The second major difficulty for the would-be falsificationist is one that is common to experimentalists in practically every field, at least in the nonstandard or exploratory phases of research. It is how to invent or design an experimental procedure that can do the job. All too often, alas, experimental invention is just not up to it. In other cases, however, it is because the theory is so ambiguously specified as to be genuinely unfalsifiable. An example, in my opinion, is Alan Baddeley's ‘central executive’, aka Norman and Shallice's ‘supervisory attentional system’, aka ‘the Will’, which is supposedly called in, like some obliging Auntie, whenever the children (i.e. the lower-level systems) are engaged in ‘non-routine’ (or ‘dangerous’) activities. Given that we are told essentially nothing about what Auntie actually does, still less how she does it, (p.16)nor any other of her properties besides ‘limited capacity’, I am led to infer that claims to her existence, like that of fairies, do not belong at the present time within the domain of science.
But I digress. (Glimpse a passing hobby-horse and hitch a ride. As Ogden Nash said, ‘Shake and shake the ketchup bottle: first none will come and then a lot'll .’)
I did my PhD work on John Stroud's (1955) theory of the discrete ‘psychological moment’, essentially the hypothesis that psychological time is discontinuous. And I was lucky. Besides a series of largely descriptive experiments, I stumbled on a method that provided essentially a disproof of the hypothesis (Allport 1968). Since then, so far as I know, the theory has not mounted a come-back.
I thought I had a post-doc job in Edinburgh from September 1965, to work on schizophrenia, but at the last minute the funding fell through. I had just got married to my beautiful Virginia, and suddenly had no job and no prospects. I hurriedly scanned the job adverts in the Edinburgh municipal library, and spotted one for an assistant lecturer in psychology, in Aberdeen. Again, I was lucky.
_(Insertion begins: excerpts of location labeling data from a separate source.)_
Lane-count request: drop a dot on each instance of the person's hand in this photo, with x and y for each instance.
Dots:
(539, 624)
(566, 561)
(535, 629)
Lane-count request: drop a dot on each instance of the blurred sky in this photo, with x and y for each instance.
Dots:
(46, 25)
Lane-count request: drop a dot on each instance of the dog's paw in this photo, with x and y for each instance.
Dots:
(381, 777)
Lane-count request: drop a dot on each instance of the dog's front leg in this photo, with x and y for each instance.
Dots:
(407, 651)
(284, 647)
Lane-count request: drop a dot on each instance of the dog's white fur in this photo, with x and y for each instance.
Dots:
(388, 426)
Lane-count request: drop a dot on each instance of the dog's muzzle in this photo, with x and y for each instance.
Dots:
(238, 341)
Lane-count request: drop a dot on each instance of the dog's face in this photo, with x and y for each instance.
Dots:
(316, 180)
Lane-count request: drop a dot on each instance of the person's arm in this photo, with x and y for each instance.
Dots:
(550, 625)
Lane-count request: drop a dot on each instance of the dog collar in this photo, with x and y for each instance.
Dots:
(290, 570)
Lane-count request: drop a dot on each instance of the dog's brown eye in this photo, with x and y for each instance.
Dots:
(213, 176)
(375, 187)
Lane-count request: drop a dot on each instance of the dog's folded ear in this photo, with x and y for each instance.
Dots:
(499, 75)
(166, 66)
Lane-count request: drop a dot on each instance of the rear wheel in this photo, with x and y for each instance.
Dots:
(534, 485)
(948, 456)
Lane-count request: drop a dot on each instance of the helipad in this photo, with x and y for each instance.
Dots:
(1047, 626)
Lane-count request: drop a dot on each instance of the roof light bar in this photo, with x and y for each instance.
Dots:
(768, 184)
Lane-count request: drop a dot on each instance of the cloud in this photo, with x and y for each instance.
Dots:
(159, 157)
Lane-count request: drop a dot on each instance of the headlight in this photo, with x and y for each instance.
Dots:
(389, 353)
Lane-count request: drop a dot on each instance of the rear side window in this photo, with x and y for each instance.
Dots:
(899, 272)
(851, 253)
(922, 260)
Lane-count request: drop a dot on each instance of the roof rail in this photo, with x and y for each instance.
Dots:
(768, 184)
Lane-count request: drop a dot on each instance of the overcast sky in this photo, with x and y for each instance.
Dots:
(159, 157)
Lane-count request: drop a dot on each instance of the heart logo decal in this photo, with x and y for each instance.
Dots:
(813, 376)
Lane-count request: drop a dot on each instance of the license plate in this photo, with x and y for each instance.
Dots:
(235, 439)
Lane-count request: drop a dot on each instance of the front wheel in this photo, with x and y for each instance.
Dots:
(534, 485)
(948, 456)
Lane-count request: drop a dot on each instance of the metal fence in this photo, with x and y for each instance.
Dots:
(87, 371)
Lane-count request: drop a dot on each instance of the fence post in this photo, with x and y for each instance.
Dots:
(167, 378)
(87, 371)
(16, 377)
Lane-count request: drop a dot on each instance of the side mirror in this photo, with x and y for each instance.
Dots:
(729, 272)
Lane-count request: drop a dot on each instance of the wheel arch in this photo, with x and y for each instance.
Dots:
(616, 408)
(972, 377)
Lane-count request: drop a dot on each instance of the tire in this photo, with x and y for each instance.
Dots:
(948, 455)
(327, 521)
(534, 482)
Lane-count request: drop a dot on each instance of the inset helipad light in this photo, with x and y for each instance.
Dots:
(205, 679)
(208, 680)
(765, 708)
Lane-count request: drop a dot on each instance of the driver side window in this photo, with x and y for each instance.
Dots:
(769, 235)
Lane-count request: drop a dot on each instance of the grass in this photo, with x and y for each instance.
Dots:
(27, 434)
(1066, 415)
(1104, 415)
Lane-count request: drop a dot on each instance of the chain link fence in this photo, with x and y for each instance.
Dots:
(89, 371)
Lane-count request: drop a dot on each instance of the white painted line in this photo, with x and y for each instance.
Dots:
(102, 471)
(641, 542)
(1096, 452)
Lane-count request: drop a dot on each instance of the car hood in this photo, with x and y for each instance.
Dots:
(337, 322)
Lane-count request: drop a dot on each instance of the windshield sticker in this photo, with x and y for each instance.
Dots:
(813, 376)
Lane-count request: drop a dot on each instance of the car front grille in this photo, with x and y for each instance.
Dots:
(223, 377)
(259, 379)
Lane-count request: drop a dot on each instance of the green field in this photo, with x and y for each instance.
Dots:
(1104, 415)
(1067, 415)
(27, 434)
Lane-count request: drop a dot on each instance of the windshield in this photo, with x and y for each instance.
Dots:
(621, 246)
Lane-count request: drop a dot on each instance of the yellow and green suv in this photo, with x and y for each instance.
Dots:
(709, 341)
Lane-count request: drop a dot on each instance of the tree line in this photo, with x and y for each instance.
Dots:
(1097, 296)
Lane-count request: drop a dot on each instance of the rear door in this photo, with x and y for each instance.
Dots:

Aberdeen is a wonderful place to live if you enjoy the grey North Sea and the wild, sea-bird-haunted cliffs, crocuses in May, and skiing on wet porridge in the Cairngorms. I was assigned to lecture on developmental psychology, which surprised me as I knew nothing about the subject. But I was happy to learn—I did so mostly a day or so ahead of my students.
By some quirk of economics the University had one or two ‘professorial’ houses to rent at that time, but no professorial takers for them; so we became the occupants of a draughty eighteenth century mansion, Tillydrone House, right opposite St Machar's Cathedral, complete with a moat and four-acre garden. The rent was £4 a month.
The Aberdeen department (then) was not particularly encouraging of research, but I managed to acquire a three-field tachistoscope and started a series of experiments, inspired by George Sperling's (1963) masking paradigm. There was not the slightest pressure to publish, so I didn't, aside from a couple of short reports. (Several of those experiments, I confess, remain unpublished to this day.) Mowing the grass on our four-acre estate, watching the sea-birds, playing with our first child, and skiing the Devil's Elbow took up too much of my time. We had four extraordinarily happy (and unstressed) years there. But by then it seemed time to move, and I found a job at Reading University with some stimulating company: Leslie Henderson, Max Coltheart, Lizanne Bainbridge, and over the years a series of marvellous students, who quickly became colleagues, such as Derek Besner, Ruth Campbell, and Elaine Funnell. Under their stimulus, and some years past my thirtieth birthday, I began to be almost hopeful about psychology.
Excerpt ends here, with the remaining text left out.